Paris-Trousseau Syndrome is an inherited disorder, a type of contiguous gene syndrome that is associated with the deletion of the chromosome $11q$. The main cause of the syndrome is the abnormal transcription of the factor $FLI1$. The end portion of the chromosome $11q$ is deleted. This is a type of platelet-related bleeding disorder.

Complete answer:
Paris-Trousseau is a form of thrombocytopenia accompanied by the autosomal recessive inheritance of a DNA binding domain mutation $FL1$.
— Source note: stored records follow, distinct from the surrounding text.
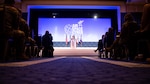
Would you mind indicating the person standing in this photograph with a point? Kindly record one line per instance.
(10, 30)
(127, 36)
(47, 44)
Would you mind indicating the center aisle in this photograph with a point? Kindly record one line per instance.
(74, 70)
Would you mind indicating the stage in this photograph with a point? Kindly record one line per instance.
(79, 51)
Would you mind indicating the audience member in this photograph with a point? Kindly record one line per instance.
(127, 36)
(144, 41)
(47, 44)
(10, 30)
(99, 48)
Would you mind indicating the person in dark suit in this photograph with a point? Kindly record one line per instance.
(127, 36)
(99, 48)
(47, 44)
(10, 31)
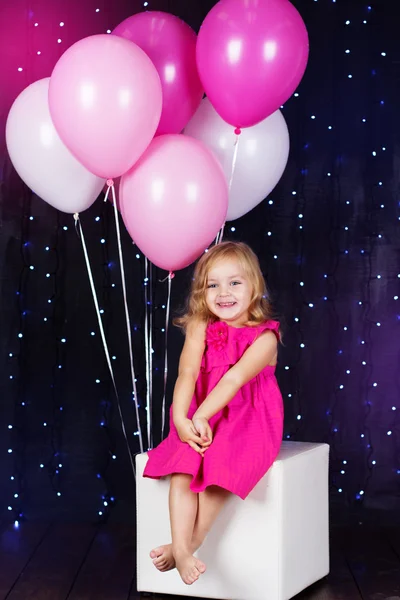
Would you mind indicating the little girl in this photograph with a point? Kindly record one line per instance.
(227, 412)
Thrombocytopenia is a condition associated with low blood count in the patient. Paris-Trousseau syndrome includes mild bleeding tendency, thrombocytopenia(that can vary), dysmorphic facies, abnormal large alpha granules in the platelets, and dysmegakaryopoiesis. Dysmorphic facies is a condition of having a wrapped perception of appearance in the face. These include arched eyebrows, low-set ears, and broad nasal roots. Dysmegakaryopoiesis is a type of dysplastic megakaryocyte in the bone marrow. The children affected with this syndrome may have heart defects, neurological impairment, growth delay, and low platelet count. The abnormal functions of platelets in Paris Trousseau Syndrome include prolongation of bleeding time despite normal platelet numbers. The alpha granules of the platelets don't release granules in response to thrombin.

Note:
There is another similar condition occurring due to the loss of the genetic material from the chromosome $11$; this syndrome is known as the Jacobsen Syndrome. The deletion occurs at the long arm (q) of the above-mentioned chromosome. The symptoms include delayed development of motor skills and speech accompanied by cognitive impairment, learning difficulties, compulsive behavior, and a short attention span.